Disaster Recovery Plan Development
There are several steps, policies, procedures and processes which should be developed in support of a disaster recovery plan. This document will outline the steps and processes to develop a disaster recovery plan. Depending on the size and type of business being analyzed, this disaster recovery plan development document may need more or less detail.
This document attempts to follow guidelines set forth by NIST and specifically is based on the NIST Special Publication 800-34 titled Contingency Planning Guide for Information Technology Systems.
The following project outline is provided solely as a guide. It is only intended to be "one example" of requirements for a disaster recovery project plan. It is not, by any stretch of the imagination, the only way to set up a project plan. Examples in this document are not meant to provide a working technical solution but to briefly provide an example of how to write a plan to cover some items.
The purpose of this document is to provide some guidance for performing disaster recovery planning and for starting the plan. This document only provides examples up to the beginning of the plan development and shows a brief business impact analysis, risk assessment, and budgeting cost justification process.
1.0 Disaster Recovery Plan Policy Statement
The purpose for this statement is to define what your organization desires from a disaster recovery plan.
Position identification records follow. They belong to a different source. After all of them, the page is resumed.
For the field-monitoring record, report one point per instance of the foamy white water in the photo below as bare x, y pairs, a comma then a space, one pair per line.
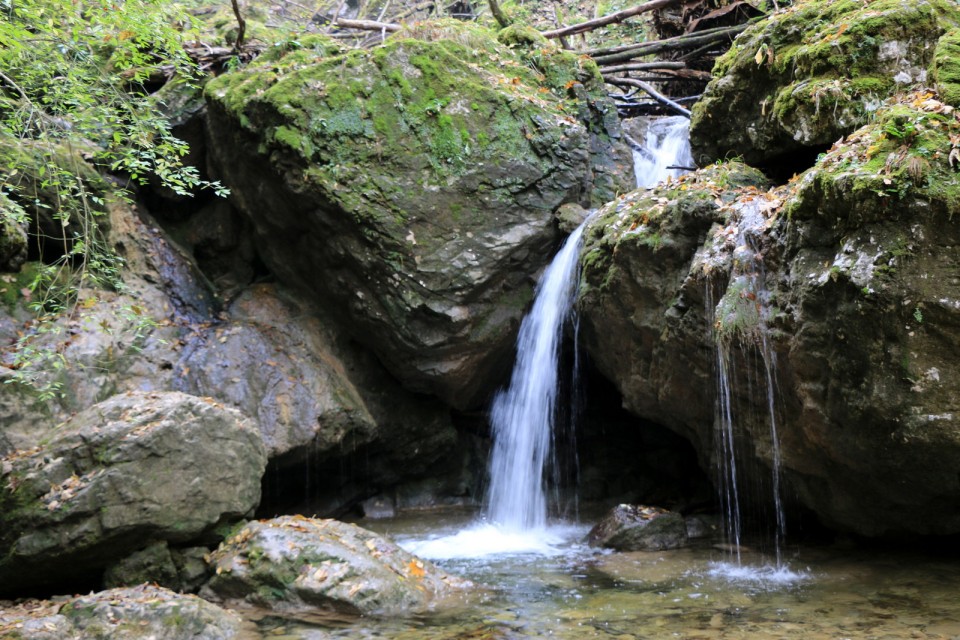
771, 575
667, 144
522, 416
484, 539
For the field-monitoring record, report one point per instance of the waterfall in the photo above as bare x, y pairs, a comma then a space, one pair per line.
740, 319
522, 416
666, 144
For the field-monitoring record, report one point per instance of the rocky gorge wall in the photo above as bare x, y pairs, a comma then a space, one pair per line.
347, 313
843, 280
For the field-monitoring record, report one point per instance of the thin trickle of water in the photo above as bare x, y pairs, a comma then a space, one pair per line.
522, 416
741, 318
666, 144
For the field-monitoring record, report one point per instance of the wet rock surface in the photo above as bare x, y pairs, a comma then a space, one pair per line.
137, 467
136, 613
838, 286
630, 527
292, 565
412, 188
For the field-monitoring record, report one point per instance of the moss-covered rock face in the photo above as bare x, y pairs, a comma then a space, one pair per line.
130, 469
13, 235
295, 565
843, 282
125, 614
816, 71
413, 186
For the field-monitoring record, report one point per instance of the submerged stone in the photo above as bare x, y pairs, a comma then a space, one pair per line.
630, 527
136, 613
293, 565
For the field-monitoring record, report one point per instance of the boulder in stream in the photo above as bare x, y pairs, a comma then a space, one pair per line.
827, 308
292, 565
629, 527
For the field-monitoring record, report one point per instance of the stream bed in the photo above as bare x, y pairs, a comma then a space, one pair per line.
570, 591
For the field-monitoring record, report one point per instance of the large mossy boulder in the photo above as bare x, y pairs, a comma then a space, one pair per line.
294, 565
838, 290
136, 468
412, 187
137, 613
317, 398
809, 74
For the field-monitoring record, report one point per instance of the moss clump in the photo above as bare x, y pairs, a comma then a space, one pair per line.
653, 219
908, 152
300, 50
814, 72
433, 109
946, 67
524, 36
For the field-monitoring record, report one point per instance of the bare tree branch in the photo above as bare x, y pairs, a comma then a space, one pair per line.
670, 44
241, 26
368, 25
619, 16
650, 91
498, 14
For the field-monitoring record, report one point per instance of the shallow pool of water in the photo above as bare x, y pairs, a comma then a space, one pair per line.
569, 591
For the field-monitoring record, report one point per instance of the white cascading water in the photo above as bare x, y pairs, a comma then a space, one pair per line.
666, 144
522, 416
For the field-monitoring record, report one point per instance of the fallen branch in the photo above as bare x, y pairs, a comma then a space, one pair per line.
670, 44
368, 25
619, 16
241, 28
650, 91
498, 14
603, 51
645, 66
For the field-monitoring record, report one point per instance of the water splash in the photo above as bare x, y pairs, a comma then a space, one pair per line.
522, 416
666, 144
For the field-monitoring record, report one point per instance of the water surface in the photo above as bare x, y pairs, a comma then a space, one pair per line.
567, 590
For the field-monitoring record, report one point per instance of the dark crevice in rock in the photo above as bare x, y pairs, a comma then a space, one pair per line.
782, 167
623, 458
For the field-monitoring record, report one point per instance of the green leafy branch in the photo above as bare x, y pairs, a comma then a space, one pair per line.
75, 100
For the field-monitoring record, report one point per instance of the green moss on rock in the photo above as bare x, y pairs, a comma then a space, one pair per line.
946, 67
813, 72
908, 153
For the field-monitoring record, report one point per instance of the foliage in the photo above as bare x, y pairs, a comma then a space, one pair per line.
75, 82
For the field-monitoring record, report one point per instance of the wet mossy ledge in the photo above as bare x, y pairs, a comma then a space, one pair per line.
421, 178
816, 71
846, 276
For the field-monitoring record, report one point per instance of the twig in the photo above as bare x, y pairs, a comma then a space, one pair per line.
498, 14
242, 28
670, 44
368, 25
650, 91
619, 16
645, 66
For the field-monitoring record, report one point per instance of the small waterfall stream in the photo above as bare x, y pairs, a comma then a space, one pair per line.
666, 144
522, 416
740, 319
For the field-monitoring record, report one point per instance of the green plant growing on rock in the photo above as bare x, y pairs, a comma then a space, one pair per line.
75, 100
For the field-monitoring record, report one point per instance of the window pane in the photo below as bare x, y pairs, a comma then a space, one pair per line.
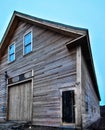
27, 38
11, 49
12, 57
27, 49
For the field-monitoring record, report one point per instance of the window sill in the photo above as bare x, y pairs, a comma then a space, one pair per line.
24, 55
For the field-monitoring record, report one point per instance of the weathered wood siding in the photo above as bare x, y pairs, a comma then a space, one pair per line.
53, 64
88, 95
20, 102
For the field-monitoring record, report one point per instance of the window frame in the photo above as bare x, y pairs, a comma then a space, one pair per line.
13, 43
29, 31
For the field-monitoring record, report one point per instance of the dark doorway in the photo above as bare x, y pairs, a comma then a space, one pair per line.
68, 111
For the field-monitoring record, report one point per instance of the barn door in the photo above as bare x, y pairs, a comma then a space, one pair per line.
68, 112
20, 102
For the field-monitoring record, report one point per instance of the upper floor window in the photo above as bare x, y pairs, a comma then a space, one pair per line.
11, 53
27, 43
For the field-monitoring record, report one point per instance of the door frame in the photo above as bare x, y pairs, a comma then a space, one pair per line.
21, 82
68, 88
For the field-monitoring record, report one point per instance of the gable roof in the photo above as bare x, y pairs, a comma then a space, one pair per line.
80, 38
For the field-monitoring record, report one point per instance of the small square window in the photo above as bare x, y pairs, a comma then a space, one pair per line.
28, 43
11, 53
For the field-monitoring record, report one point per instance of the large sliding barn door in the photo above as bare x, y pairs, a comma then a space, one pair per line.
20, 102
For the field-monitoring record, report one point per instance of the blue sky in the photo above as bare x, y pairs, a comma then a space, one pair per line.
88, 14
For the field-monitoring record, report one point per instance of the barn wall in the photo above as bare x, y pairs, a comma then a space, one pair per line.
54, 68
90, 101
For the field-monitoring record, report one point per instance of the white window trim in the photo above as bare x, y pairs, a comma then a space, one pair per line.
14, 52
30, 30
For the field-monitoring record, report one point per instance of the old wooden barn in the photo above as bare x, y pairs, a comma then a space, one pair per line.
47, 74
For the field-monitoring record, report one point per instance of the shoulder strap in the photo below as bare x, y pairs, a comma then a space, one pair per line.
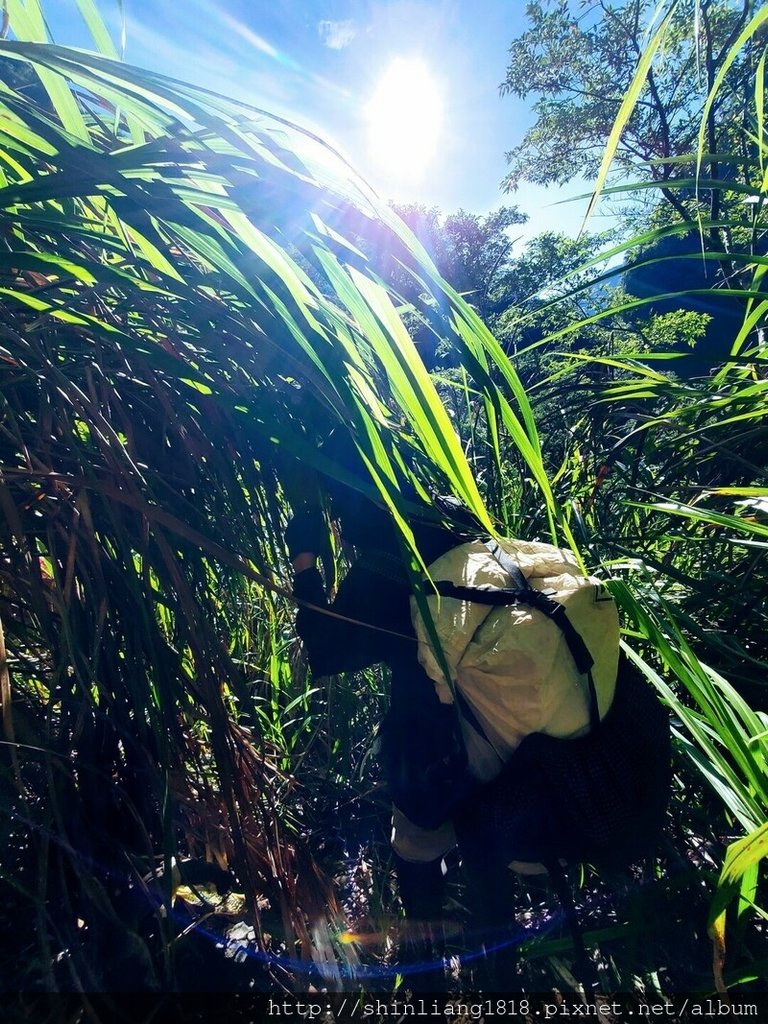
523, 593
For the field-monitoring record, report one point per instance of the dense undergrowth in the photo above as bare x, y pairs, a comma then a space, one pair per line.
192, 299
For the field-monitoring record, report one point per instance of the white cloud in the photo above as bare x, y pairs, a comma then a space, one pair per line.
337, 35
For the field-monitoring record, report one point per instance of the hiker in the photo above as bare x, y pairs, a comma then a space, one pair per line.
514, 764
376, 591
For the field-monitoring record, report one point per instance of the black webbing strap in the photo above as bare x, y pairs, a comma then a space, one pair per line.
523, 593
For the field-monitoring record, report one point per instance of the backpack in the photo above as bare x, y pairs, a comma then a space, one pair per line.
568, 748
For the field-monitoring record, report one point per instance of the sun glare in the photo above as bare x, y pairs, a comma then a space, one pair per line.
404, 118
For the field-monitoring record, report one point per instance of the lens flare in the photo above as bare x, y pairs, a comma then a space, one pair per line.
404, 118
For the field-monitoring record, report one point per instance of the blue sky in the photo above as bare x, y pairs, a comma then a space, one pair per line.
320, 61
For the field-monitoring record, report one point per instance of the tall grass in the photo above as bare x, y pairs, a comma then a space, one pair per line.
193, 298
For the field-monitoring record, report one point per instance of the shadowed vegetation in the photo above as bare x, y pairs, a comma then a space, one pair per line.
194, 294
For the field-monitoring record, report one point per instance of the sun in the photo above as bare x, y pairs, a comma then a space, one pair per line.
404, 117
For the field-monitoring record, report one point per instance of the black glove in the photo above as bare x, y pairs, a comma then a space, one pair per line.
308, 530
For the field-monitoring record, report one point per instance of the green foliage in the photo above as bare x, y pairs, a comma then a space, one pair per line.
195, 293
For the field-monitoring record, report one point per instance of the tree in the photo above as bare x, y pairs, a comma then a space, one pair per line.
473, 253
579, 60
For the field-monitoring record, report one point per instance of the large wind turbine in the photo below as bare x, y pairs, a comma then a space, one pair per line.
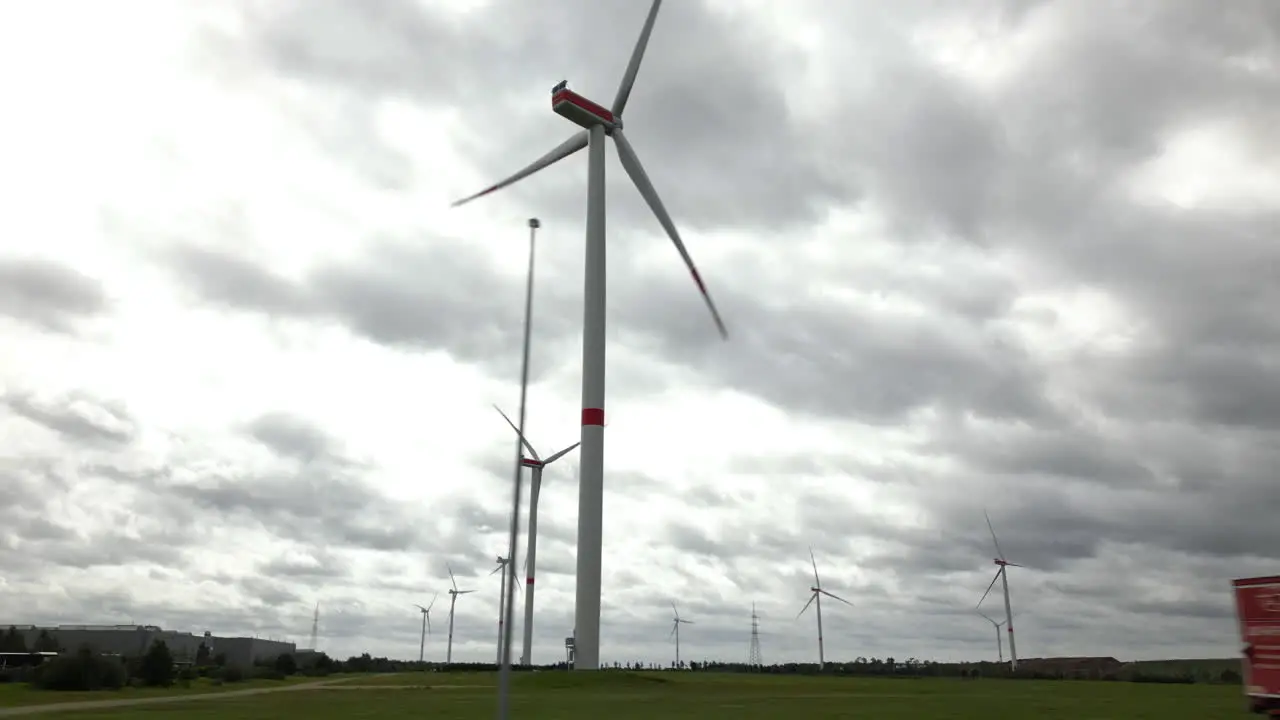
502, 601
675, 629
816, 593
453, 600
1001, 574
1000, 643
598, 124
535, 464
426, 625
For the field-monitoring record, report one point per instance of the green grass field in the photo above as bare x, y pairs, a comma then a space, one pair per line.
21, 695
634, 696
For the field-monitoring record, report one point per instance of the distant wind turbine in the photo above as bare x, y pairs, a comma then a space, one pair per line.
535, 464
816, 593
675, 629
453, 600
426, 625
1001, 574
1000, 643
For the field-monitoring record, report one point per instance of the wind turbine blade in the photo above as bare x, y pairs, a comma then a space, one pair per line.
631, 164
561, 151
558, 455
1000, 554
522, 441
812, 597
832, 596
629, 78
991, 586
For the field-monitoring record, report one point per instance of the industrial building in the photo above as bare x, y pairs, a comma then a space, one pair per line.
133, 641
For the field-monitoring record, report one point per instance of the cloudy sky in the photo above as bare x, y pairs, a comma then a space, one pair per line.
999, 255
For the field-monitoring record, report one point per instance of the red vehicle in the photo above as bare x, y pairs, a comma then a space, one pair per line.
1257, 605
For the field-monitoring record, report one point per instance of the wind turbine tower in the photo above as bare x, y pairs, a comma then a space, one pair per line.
1002, 575
502, 601
426, 627
535, 464
675, 630
453, 600
816, 593
754, 659
1000, 643
598, 124
315, 625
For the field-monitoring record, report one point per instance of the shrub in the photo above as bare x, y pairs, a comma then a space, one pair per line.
286, 664
16, 675
156, 666
80, 671
266, 674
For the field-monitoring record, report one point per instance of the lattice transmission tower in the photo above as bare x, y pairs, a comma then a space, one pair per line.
755, 660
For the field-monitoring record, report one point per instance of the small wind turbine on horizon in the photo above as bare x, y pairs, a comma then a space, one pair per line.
453, 600
816, 593
599, 124
535, 464
1002, 575
1000, 643
502, 600
675, 629
426, 625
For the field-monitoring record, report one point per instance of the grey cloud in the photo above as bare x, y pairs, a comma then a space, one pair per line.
398, 295
315, 564
76, 417
48, 295
1091, 468
318, 505
292, 437
704, 109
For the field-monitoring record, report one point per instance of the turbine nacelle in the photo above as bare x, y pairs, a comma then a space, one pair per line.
583, 112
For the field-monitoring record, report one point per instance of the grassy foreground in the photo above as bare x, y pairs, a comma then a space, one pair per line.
16, 695
635, 696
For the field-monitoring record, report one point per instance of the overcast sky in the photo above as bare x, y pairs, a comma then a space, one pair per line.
1002, 255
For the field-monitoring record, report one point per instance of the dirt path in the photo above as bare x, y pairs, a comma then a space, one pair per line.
160, 700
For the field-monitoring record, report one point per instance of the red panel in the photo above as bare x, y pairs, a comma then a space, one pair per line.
1257, 606
570, 96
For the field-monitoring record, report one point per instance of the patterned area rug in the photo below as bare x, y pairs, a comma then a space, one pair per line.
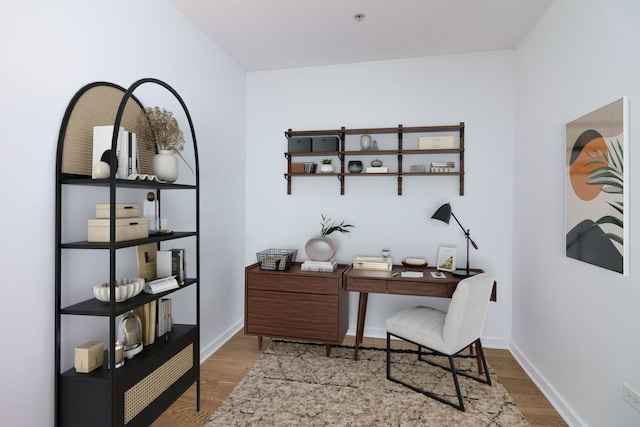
295, 384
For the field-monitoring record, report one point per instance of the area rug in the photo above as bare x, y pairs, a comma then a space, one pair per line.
295, 384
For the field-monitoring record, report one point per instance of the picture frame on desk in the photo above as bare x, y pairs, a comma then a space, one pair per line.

By providing this statement and defining the scope of the project, it will be much easier to keep the project on track.
2.0 Business Impact Analysis - Analyze Business Processes
Analyze your organization's business processes - List your business processes from the most important to the least important. Identify those processes that are essential for your business. Also estimate the period of time your business could survive without those processes and how long your business could effectively be without those processes before serious damage or loss would occur. In addition, you should try to estimate any known losses on a per hour rate or a per day rate associated with the loss of primary business processes.
For example, if the main function of the business is sales and your business can not sale items for a period of time, how long would it take before the loss of revenue had a serious negative impact on the business such as requiring a member of your staff to be laid off. How long would it take before you lost a substantial percentage of your customers which could cause the business to close?
Depending on the type of business, potential business processes may include:
- Customer or public relations
- Customer service
- Finance and treasury
- Accounts Payable
- Accounts Billable
- Manufacturer production line
- Human resources
- Facilities management and maintenance
- Quality control
- Research and Product Development
- Engineering and Product Design
- Legal services
In this part, do not list support services, at this time, such as IT and telephone unless the business is primarily an IT or telephone business. Complete the Business Process Impact Analysis Form.
Complete the Business Process Dependency form. In this part of the business process analysis, determine what business infrastructure is critical to the operation of your business. Some of these parts of the infrastructure may include:
- IT Services
- Telephone Services
- Electric Power
- Sales floor
- Office space
These components of infrastructure may include specific offices at specific locations.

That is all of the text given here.